5. Manipulação de dicotomias A estratégia básica de reconfiguração de qualquer dicotomia depende da capacidade que o manipulador tem de evidenciar a ausência de paridade simétrica entre os dois polos constituintes da mesma. Assim, o manipulador (nessa etapa, também um desconstrutor) deve negar todas as relações arbitrárias sobre as quais foi possível traçar uma reta entre A e B, sabendo apontar a arbitrariedade do traçado com precisão, opondo-se simultaneamente a ambos os pontos. Neste caso, o manipulador assume uma posição satânica em relação tanto a A quanto a B, posicionando-se no ponto C de um triângulo satânico. Nesta seção, trabalharei a desconstrução e posterior destruição de uma dicotomia (música popular/música erudita), e a transmutação em triângulos satânicos de outras duas (opressor/oprimido e arte/artesanato), todas elas escolhidas dentre aquelas que tenho encontrado por aí nas minhas andanças pelas labaredas da linguagem-inferno.

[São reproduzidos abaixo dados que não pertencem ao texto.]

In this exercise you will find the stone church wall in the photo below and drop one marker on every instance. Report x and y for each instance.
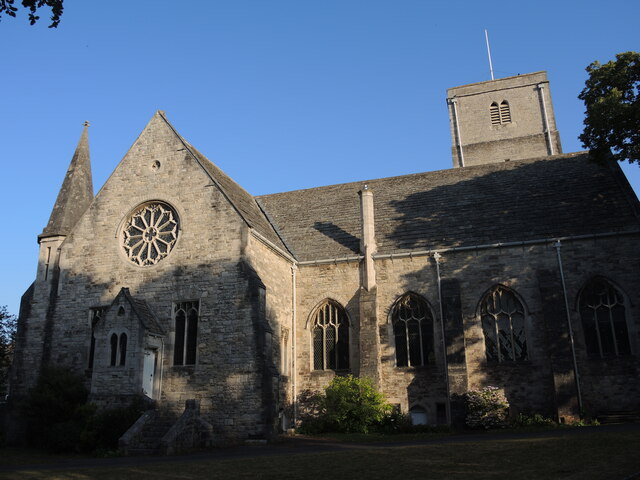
(339, 282)
(204, 266)
(275, 272)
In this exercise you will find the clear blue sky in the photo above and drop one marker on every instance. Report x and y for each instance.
(281, 94)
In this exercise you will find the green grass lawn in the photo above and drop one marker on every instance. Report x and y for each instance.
(554, 455)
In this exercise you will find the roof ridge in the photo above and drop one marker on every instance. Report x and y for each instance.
(432, 172)
(212, 170)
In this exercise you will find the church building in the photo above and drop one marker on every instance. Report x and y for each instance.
(517, 268)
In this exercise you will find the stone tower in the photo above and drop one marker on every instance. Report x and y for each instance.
(38, 302)
(500, 120)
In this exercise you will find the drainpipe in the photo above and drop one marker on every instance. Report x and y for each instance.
(453, 102)
(294, 372)
(161, 368)
(436, 257)
(368, 238)
(557, 246)
(547, 132)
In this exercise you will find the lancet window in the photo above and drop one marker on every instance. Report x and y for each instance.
(502, 315)
(604, 321)
(186, 315)
(330, 337)
(413, 331)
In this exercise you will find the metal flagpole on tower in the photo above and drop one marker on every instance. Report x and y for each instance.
(486, 36)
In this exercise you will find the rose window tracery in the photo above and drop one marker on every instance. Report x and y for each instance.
(150, 233)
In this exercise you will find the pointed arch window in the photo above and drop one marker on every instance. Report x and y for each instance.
(95, 314)
(330, 337)
(413, 331)
(186, 340)
(118, 344)
(502, 315)
(123, 348)
(114, 349)
(604, 322)
(500, 114)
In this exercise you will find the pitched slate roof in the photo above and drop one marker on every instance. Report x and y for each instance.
(548, 197)
(76, 193)
(244, 203)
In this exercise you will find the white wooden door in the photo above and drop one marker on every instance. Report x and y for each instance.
(148, 372)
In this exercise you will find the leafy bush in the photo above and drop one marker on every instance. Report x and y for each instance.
(55, 410)
(60, 419)
(486, 408)
(104, 428)
(348, 405)
(535, 420)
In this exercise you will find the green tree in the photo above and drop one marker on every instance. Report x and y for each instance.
(349, 405)
(612, 99)
(8, 7)
(7, 340)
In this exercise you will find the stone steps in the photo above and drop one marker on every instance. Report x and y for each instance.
(152, 433)
(621, 416)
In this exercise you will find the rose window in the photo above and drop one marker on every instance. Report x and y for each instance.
(150, 233)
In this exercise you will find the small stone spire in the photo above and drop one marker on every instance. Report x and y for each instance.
(76, 193)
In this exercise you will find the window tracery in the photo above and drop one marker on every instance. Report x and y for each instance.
(413, 331)
(502, 315)
(330, 338)
(150, 233)
(603, 315)
(186, 321)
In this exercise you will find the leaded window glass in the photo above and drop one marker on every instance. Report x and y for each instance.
(186, 315)
(604, 320)
(330, 338)
(413, 331)
(502, 315)
(95, 314)
(123, 348)
(114, 349)
(150, 233)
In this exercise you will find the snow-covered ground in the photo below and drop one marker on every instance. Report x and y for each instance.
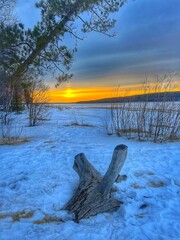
(37, 179)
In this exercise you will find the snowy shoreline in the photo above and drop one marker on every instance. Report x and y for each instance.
(37, 177)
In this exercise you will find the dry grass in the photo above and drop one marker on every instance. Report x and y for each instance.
(79, 125)
(14, 141)
(136, 186)
(17, 216)
(157, 184)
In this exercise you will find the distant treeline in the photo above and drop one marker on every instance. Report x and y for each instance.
(151, 97)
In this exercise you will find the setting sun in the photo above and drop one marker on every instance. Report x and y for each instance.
(69, 93)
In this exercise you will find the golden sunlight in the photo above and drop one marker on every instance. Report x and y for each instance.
(69, 93)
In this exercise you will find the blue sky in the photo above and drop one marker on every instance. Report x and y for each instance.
(146, 44)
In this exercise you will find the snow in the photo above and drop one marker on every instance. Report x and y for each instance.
(37, 177)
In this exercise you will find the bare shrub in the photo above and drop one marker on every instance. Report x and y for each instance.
(11, 132)
(36, 105)
(156, 117)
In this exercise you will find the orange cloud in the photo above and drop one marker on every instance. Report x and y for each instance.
(70, 94)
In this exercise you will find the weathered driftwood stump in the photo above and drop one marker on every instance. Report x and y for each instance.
(93, 194)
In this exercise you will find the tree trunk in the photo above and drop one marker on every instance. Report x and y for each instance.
(93, 194)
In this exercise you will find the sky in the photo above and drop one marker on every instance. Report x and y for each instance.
(146, 45)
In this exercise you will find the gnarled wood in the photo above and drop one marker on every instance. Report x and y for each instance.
(93, 194)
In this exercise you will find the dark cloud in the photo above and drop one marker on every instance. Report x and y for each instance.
(147, 42)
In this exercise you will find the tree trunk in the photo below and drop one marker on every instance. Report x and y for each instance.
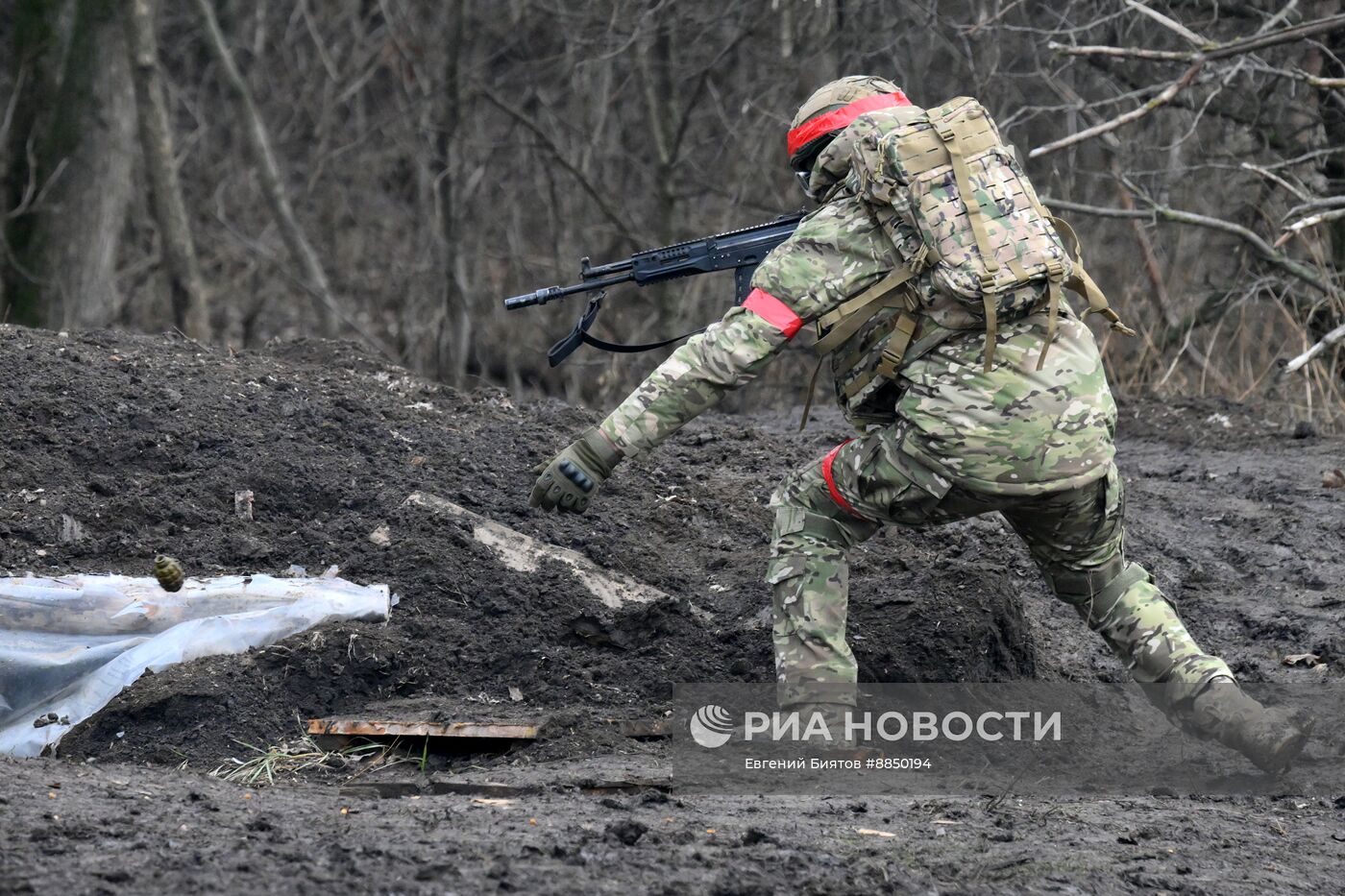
(456, 339)
(71, 173)
(273, 186)
(188, 302)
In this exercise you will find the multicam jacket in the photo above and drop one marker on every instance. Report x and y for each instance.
(1012, 429)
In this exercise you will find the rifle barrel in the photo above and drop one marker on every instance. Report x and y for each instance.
(548, 294)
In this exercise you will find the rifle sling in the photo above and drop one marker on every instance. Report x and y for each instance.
(580, 335)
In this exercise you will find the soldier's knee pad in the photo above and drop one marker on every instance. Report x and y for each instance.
(1095, 593)
(793, 520)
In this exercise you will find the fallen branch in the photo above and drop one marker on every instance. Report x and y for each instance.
(1322, 345)
(1311, 221)
(1210, 51)
(1166, 96)
(1179, 215)
(1172, 24)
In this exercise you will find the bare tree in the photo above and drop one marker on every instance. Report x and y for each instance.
(69, 182)
(157, 144)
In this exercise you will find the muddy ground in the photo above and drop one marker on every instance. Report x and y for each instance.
(144, 442)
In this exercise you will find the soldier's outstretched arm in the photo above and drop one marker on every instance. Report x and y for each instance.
(836, 254)
(693, 379)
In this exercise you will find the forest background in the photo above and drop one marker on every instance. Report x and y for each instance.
(390, 170)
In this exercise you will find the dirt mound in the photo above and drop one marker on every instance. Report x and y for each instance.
(144, 440)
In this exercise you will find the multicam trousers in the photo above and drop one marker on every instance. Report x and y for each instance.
(1076, 539)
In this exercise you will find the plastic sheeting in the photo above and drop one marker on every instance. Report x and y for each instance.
(70, 644)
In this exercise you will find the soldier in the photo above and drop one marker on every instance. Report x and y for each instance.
(959, 413)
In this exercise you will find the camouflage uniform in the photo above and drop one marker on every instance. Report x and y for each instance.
(1035, 446)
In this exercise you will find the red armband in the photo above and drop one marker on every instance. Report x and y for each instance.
(773, 311)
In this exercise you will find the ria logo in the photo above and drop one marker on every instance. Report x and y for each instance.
(712, 725)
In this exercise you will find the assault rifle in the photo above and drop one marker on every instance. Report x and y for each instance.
(739, 249)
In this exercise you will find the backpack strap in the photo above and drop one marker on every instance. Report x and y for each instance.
(1080, 281)
(955, 128)
(849, 316)
(844, 319)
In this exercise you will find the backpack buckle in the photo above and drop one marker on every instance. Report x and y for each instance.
(920, 260)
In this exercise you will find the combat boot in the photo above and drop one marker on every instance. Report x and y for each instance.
(830, 714)
(1270, 738)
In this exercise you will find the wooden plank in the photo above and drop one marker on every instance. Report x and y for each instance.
(521, 729)
(643, 728)
(480, 788)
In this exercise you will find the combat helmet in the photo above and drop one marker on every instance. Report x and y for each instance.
(831, 108)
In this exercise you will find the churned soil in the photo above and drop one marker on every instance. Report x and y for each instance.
(117, 447)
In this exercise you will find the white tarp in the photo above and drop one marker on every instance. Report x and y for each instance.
(70, 644)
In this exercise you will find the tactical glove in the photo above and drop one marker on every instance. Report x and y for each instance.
(574, 476)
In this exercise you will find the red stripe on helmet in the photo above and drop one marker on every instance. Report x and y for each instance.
(841, 117)
(831, 483)
(773, 311)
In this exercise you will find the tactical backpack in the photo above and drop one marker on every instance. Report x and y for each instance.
(955, 202)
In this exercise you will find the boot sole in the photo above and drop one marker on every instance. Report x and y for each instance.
(1280, 762)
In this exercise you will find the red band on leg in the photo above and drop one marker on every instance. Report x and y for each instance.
(831, 483)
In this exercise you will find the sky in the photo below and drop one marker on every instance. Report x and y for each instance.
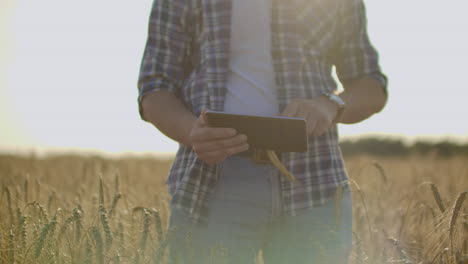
(68, 74)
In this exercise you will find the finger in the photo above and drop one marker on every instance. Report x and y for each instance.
(320, 128)
(303, 112)
(290, 110)
(221, 144)
(203, 116)
(202, 134)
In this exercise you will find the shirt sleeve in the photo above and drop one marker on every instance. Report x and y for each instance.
(162, 63)
(357, 57)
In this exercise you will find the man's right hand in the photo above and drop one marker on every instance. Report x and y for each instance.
(213, 145)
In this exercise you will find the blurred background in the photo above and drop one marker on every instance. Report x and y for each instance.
(68, 74)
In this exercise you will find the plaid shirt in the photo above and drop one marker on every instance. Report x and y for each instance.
(187, 54)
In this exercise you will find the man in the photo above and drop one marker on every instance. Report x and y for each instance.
(265, 57)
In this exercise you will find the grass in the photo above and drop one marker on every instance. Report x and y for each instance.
(75, 209)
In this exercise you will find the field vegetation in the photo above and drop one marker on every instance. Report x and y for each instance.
(90, 209)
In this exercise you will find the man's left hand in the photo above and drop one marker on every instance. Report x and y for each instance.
(318, 112)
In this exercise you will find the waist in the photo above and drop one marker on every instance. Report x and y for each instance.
(257, 155)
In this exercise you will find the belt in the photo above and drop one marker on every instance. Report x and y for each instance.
(262, 156)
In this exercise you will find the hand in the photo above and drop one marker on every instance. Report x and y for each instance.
(213, 145)
(318, 112)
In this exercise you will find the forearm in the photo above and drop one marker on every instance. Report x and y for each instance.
(363, 97)
(167, 113)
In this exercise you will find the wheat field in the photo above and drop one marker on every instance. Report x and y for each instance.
(91, 209)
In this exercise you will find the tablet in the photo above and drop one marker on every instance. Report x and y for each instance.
(284, 134)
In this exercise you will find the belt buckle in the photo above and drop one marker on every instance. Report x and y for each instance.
(259, 156)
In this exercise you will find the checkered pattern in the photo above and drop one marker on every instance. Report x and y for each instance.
(187, 54)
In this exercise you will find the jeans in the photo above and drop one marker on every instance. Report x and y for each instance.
(245, 216)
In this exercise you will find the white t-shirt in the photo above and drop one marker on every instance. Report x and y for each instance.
(251, 87)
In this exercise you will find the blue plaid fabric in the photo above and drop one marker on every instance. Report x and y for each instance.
(187, 54)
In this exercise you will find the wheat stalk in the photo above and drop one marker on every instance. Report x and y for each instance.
(381, 171)
(99, 244)
(11, 247)
(455, 213)
(437, 197)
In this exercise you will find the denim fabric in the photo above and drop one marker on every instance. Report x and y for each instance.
(245, 217)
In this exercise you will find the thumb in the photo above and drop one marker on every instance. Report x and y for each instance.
(202, 119)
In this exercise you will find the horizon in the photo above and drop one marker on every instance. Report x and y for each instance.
(54, 63)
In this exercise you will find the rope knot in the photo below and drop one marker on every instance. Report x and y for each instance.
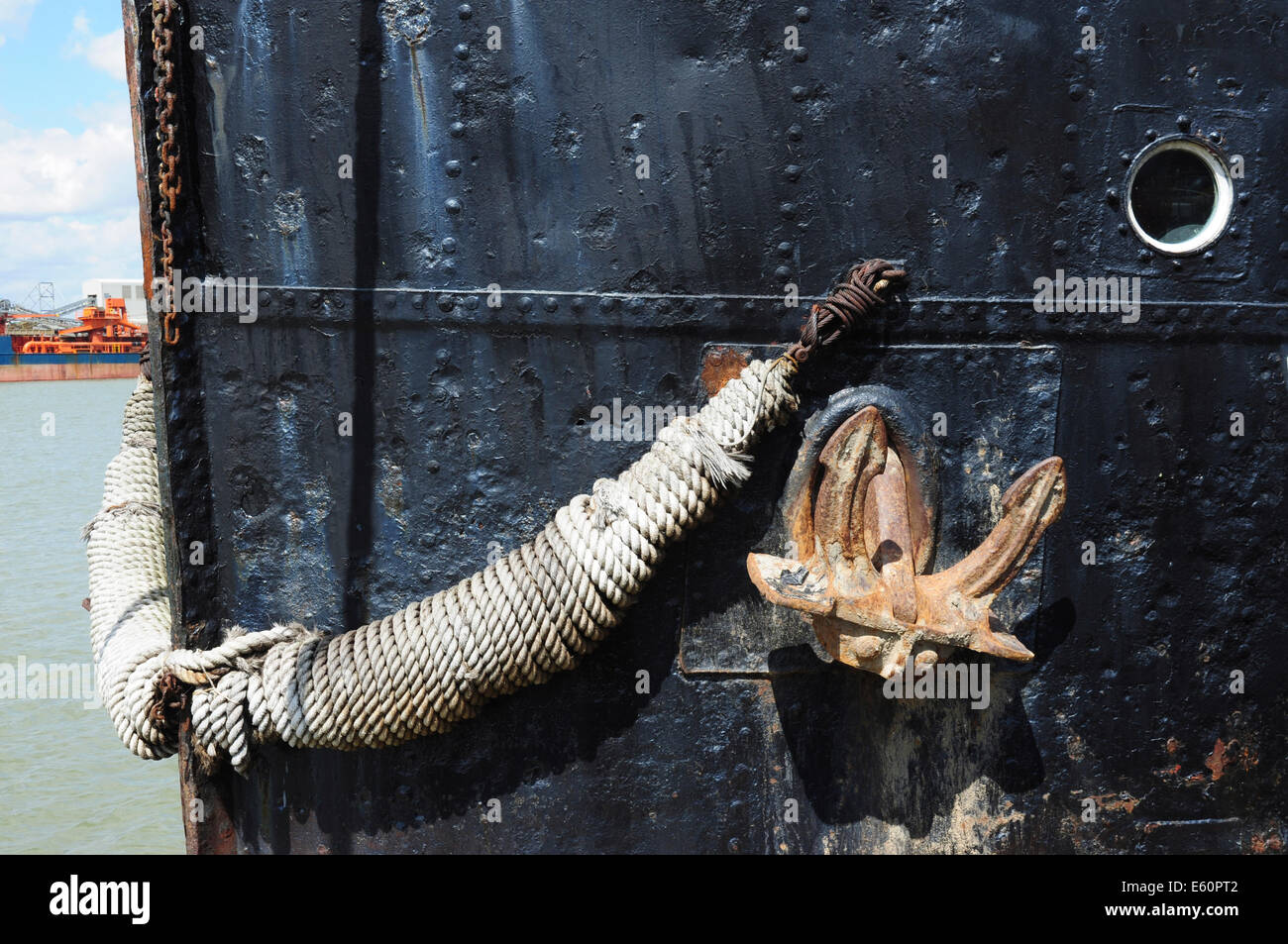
(851, 300)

5.1 desconstrução #1: música popular/música erudita Acostumamos a pensar dentro dessa dicotomia. Fala-se em arte popular e arte erudita. “Tom Jobim é um compositor popular. Villa-Lobos é um compositor erudito”. Pink Floyd? Música popular. Stravinsky? Música erudita. “Qual é a diferença entre popular e erudito”? Essa é uma pergunta que se faz frequentemente, e as respostas nunca são satisfatórias. Alguns ressaltam as diferenças no conteúdo, outros as questões do contexto sócio-econômico; os músicos tecnocratas utilizam métodos analíticos para valorizar o erudito em detrimento do popular, enquanto os músicos ginastas denunciam a falta de intuição do erudito para valorizar o terreno em que supostamente atuam. Há também aqueles que denunciam a música popular como instrumento de alienação, enquanto outros apontam a música erudita como campo minado da cultura burguesa. O que é popular? É aquilo que é do povo. Bach era povo, assim como Beethoven, Schumann, Pergolesi, Mozart, Tião Carreiro, Nelson Cavaquinho, John Lennon e Stockhausen. E erudição, ou seja, acúmulo de cultura, é algo intrínseco à qualquer produção; há acúmulo de cultura tanto em Tristão e Isolda, de Wagner, quanto em um funk carioca da Valesca Popozuda. Opor popular ao erudito significa construir uma conexão forçada entre situações qualitativamente diferentes, já que “povo” não se opõe a “acúmulo de cultura”. A quem essa oposição interessaria, afinal? Por que não reconhecemos, enfim, a

erudição e o popular em todos os objetos culturais? Porque quando essa “erudição”, esse acúmulo, faz-se sobre um terreno cultural marginalizado, seja ele proveniente das favelas, das periferias, da cultura de massas ou de qualquer outra esfera reconhecida como indesejável, ele gera obras dotadas de uma representatividade que ameaça o domínio cultural das elites; nesse caso, é imperativo que as elites não reconheçam essas manifestações como culturais. A dicotomia popular/erudito existe por um desejo de elitismo, por uma validação de exclusividade estabelecida a partir de um juízo. Essa dicotomia serve aos cagadores de regras, críticos, reacionários e incapazes. Indivíduos fracos fazem coletivamente uso da dominação imposta por essa dicotomia como meio de contrabalancear suas debilidades, de se colocarem como agentes fortes da cultura. O eixo, a linha que liga A a B, nessa dicotomia, inaugura um plano chamado elitismo; nessa linha, o ponto A, correspondente ao popular, é igual a 0 (marginal), e B, correspondente à erudição, é igual a 1 (pertencente à elite); 0,5 corresponde a uma situação que usufrui de certos privilégios, mas que não faz parte da elite integralmente, ou seja, a classe média. Não nos enganemos mais. Não tenho a intenção de construir um triângulo satânico a partir dessa dicotomia, considerando o quão desinteressante seria trabalhar sobre a égide do elitismo; não quero reconfigurar seus termos A e B, não são material apropriado para desenvolvimentos; além disso, me causa asco a perspectiva de seu manuseio. Deixo essa

tarefa para aqueles escultores da moral, que se deleitam em esculpir na merda. Portanto, declaro-a, para os fins a que me proponho, destruída.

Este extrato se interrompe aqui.